You are not logged in. Please login at www.codechef.com to post your questions!

×

CHEFKLCS - Editorial

PROBLEM LINK:

Practice
Contest

Author: Misha Chorniy
Tester: Jingbo Shang
Editorialist: Pushkar Mishra

DIFFICULTY:

Medium

PREREQUISITES:

DP, Longest Common Subsequence Algorithm

PROBLEM:

Given two strings of equal length, we have to report the $k^{th}$ lexicographical longest common subsequence. In other words, let the strings be $S_1$ and $S_2$. Let L be the length of the longest common subsequence. Let P be the set of all the subsequences which are common to $S_1$ and $S_2$ and are of the length L. We have to report the $k^{th}$ element in this set P when it is sorted lexicographically.

EXPLANATION:

Note: For the sake of simplicity, throughtout the editorial, we assume that $S[1]$ is the first character of the string, i.e., all strings are 1-indexed. The Longest Common Subsequence (LCS) is a very common problem. The traditional approach uses DP. Let $L[i][j]$ be the length of the LCS when considering the last $i$ characters of $S_1$ and $j$ characters of $S_2$. We can formulate the recurrence for $L[i][j]$:

  • If $S_1[i] = S_2[j]$ then $L[i][j] = L[i+1][j+1]+1$.
  • If $S_1[i] \neq S_2[j]$ then $L[i][j] = max(L[i+1][j], L[i][j+1])$.

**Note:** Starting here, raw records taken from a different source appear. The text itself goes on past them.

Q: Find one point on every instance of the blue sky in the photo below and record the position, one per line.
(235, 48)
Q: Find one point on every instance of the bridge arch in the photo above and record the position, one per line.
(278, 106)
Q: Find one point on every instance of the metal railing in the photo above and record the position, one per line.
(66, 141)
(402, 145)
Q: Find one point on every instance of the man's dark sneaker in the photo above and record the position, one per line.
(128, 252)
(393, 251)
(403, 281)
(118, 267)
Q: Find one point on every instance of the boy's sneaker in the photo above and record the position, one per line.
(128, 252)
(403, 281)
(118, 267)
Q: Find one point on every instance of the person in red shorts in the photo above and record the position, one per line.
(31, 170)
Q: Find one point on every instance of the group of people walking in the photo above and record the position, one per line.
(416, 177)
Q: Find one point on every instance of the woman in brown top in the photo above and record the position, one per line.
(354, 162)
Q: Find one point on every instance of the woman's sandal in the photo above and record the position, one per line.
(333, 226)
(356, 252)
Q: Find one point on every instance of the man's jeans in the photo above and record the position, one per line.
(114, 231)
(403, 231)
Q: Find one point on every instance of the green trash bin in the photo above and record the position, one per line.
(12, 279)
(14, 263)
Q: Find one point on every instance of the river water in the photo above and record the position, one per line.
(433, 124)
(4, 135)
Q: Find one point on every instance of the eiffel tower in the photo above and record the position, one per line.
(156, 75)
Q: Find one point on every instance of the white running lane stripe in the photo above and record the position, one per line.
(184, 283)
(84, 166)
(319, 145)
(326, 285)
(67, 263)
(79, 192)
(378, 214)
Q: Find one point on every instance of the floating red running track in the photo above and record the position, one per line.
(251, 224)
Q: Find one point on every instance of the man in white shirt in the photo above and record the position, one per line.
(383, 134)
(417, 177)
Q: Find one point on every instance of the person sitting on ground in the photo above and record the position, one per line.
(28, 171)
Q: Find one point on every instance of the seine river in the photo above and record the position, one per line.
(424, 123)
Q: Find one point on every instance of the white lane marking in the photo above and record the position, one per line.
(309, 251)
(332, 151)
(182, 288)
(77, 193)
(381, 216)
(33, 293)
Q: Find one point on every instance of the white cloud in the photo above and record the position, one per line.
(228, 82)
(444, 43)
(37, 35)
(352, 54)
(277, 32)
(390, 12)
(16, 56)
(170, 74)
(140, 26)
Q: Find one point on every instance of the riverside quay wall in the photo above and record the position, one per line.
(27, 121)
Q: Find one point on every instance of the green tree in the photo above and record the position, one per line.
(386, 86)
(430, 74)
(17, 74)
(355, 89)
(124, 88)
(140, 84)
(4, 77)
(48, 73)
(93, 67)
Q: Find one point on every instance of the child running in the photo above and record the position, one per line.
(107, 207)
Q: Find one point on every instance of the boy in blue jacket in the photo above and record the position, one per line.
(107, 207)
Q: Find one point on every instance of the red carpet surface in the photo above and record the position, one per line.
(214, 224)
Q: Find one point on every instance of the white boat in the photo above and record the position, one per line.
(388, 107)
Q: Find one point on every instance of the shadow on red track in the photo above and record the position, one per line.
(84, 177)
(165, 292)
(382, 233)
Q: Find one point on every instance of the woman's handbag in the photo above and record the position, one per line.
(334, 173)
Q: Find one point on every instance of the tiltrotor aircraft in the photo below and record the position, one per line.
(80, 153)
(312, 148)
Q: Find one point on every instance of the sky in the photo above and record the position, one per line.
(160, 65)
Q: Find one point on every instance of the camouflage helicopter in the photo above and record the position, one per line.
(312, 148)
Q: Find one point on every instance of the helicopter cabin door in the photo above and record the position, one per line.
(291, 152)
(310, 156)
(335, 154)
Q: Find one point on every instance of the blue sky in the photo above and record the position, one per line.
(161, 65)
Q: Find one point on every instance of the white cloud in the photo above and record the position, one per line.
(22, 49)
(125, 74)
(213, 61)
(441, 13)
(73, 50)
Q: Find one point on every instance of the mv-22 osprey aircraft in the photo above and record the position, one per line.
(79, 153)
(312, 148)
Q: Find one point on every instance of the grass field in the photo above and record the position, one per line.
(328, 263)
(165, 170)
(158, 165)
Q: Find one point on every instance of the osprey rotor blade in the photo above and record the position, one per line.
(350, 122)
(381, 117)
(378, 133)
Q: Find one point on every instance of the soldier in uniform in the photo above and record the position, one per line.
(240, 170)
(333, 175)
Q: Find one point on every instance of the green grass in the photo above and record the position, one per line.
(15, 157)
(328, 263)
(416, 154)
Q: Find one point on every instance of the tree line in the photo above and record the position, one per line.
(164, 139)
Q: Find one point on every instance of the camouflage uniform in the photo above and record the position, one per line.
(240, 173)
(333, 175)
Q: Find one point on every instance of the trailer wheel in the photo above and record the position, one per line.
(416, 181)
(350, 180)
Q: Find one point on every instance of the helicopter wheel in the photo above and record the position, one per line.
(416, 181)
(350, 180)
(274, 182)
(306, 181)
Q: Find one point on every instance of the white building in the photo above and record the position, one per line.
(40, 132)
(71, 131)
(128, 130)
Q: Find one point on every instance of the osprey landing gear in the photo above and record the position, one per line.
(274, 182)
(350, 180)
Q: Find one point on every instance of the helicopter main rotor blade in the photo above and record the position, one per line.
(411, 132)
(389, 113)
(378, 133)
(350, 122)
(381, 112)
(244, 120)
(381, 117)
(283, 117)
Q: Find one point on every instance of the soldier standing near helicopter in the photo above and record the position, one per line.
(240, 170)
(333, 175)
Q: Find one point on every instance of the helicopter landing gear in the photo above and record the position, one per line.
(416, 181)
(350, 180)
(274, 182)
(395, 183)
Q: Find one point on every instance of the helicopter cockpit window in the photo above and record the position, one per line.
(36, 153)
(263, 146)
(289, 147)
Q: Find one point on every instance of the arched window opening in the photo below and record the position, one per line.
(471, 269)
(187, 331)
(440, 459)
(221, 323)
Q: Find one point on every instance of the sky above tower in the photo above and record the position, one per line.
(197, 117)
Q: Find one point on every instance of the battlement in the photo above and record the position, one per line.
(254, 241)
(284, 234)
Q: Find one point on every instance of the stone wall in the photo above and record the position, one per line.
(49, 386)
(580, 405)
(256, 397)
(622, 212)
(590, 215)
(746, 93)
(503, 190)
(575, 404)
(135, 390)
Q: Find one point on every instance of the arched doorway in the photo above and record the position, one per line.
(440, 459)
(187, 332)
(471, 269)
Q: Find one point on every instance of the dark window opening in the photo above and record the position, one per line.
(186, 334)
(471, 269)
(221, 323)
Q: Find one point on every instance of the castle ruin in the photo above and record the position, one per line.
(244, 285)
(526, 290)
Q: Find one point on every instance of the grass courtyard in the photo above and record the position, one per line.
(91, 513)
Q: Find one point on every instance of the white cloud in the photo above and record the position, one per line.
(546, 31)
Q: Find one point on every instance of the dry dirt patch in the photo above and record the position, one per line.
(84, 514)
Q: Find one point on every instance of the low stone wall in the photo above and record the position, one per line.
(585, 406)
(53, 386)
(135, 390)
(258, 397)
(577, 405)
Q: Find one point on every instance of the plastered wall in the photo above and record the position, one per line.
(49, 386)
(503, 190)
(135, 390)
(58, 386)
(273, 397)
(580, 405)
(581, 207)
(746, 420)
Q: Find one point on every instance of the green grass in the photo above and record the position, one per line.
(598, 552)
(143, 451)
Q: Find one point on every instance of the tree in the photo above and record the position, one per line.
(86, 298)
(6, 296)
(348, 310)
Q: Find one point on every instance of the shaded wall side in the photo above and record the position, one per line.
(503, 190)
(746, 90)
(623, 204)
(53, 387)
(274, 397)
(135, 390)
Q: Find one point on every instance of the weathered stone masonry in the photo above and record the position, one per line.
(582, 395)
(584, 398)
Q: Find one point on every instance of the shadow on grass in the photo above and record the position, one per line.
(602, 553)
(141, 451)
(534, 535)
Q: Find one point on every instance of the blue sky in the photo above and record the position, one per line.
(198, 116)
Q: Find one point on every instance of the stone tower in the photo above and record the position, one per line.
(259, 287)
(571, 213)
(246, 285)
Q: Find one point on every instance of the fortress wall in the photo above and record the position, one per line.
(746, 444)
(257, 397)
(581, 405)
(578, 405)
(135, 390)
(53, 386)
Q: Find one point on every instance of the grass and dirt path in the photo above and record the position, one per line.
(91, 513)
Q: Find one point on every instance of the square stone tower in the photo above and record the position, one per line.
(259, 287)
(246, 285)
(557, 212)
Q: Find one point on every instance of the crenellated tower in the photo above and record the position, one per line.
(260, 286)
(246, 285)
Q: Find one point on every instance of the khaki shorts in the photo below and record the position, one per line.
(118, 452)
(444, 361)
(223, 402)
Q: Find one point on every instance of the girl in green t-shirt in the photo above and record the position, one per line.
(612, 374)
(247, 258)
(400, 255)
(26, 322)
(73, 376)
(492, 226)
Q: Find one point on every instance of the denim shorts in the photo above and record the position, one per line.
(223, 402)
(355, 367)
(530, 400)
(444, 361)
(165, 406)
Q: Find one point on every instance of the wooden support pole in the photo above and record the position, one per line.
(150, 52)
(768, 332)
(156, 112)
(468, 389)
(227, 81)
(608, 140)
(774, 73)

Now, let us find a way to count distinct longest common subsequences. Let $D[i][j]$ be the number of LCS of length $L[i][j]$ when considering the last $i$ characters of $S_1$ and $j$ characters of $S_2$, i.e., it gives the number of distinct LCS for substrings $S_1[i..n]$ and $S_2[j..n]$. Now, we formulate the recurrence for this:

  • If $S_1[i] = S_2[j]$ then $D[i][j] = D[i+1][j+1]$.
  • If $S_1[i] \neq S_2[j]$ and $L[i][j] = L[i+1][j]$, then $D[i][j] = D[i+1][j]$.
  • If $S_1[i] \neq S_2[j]$ and $L[i][j] = L[i][j+1]$, then $D[i][j] = D[i][j+1]$.
  • If $S_1[i] \neq S_2[j]$ and $L[i+1][j] = L[i][j+1]$, then $D[i][j] = D[i][j+1]+D[i+1][j] - D[i+1][j+1]$.

Now, before we move on to formalizing the algorithm, we have another observation to make:
Let their be two strings $S_1 = abcddpq$ and $S_2 = axbedff$. Consider the LCS in the two strings up till the index 2 (starting index = 1), i.e., $ab$. Now, let us consider how to extend the LCS when taking letters after index 2. We see that we can append a $d$ to make the LCS $abd$. But, $S_1$ has 2 $d$. Which one should be used to extend? In this example, it doesn't matter. But what if $S_2$ was $axbedfd$. We see that it is always favorable to match the earliest appearences of a character in the two strings whenever that is possible. This way, the following appearences of that character can be used to extend the LCS.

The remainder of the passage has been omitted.